Global distribution and epidemiological relevance of NDM, KPC, VIM, IMP AND OXA-48-like Carbapenemases
DOI:
https://doi.org/10.23854/07199562.2025611.sanchezKeywords:
Carbapenemases, antimicrobialresistance, multidrug-resistant bacteria, epidemiologicalsurveillanceAbstract
Carbapenemase-mediated resistance, driven by enzymes that inactivate last resort carbapenem antibiotics, has emerged as a critical global health threat. To delineate its true scope, we conducted an exhaustive review of the past five years’ literature, focusing on the five principal carbapenemases (KPC, NDM, VIM, IMP, and OXA-48-like) in human clinical isolates. All relevant studies were synthesized into a unified database, which served as the basis for generating individual world maps for each enzyme and a composite map illustrating their co-occurrence. These visual tools illuminate the uneven yet interconnected nature of carbapenemase dissemination, underscoring the value of spatially resolved data in combating antimicrobial resistance.
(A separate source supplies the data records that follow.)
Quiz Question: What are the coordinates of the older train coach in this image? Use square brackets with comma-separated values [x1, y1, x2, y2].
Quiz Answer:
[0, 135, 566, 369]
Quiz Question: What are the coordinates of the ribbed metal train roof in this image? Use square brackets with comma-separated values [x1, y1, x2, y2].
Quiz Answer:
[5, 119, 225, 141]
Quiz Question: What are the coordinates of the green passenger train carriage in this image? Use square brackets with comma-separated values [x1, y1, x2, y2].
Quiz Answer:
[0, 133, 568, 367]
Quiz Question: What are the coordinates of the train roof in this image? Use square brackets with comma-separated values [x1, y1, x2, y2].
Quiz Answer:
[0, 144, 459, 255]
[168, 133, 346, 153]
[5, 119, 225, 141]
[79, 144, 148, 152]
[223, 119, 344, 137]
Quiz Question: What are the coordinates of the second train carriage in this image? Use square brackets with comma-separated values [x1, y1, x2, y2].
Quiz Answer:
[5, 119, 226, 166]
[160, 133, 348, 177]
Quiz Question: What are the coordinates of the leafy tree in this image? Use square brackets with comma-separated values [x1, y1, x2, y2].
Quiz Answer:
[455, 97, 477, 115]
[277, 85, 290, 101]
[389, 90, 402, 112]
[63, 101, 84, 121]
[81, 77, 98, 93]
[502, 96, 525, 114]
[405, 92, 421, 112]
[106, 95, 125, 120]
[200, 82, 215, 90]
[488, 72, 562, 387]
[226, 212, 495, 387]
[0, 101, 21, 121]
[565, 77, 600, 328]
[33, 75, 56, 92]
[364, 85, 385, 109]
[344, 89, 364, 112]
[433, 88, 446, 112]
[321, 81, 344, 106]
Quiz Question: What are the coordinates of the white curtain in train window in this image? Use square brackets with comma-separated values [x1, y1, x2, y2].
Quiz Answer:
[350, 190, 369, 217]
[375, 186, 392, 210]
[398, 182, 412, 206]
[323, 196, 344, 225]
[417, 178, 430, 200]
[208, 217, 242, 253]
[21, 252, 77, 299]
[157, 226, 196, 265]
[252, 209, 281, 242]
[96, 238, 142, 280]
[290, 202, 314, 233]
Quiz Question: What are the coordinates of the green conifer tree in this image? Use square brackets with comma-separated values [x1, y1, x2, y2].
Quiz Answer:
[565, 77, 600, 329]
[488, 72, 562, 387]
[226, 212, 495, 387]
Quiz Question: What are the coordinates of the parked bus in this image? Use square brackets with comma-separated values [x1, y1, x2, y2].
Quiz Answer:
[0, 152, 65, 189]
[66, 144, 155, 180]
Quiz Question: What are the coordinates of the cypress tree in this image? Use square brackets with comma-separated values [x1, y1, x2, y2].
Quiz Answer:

Our findings reveal distinct regional patterns: KPC dominates much of the Americas and Western Europe; NDM is most burdensome in the Indian subcontinent and North Africa; VIM remains concentrated in Southern Europe; IMP is endemic in Japan and parts of China; and OXA-48-like enzymes prevail around the Mediterranean and in the Middle East. These disparities reflect local genetic transfer dynamics, via plasmids, integrons, and other mobile elements, as well as variations in antibiotic use practices and surveillance capacity. Accurate, up-to-date distribution maps are therefore indispensable for tailoring surveillance strategies, optimizing antimicrobial stewardship, and directing research funding, all of which are vital for slowing the spread of these formidable resistance determinants.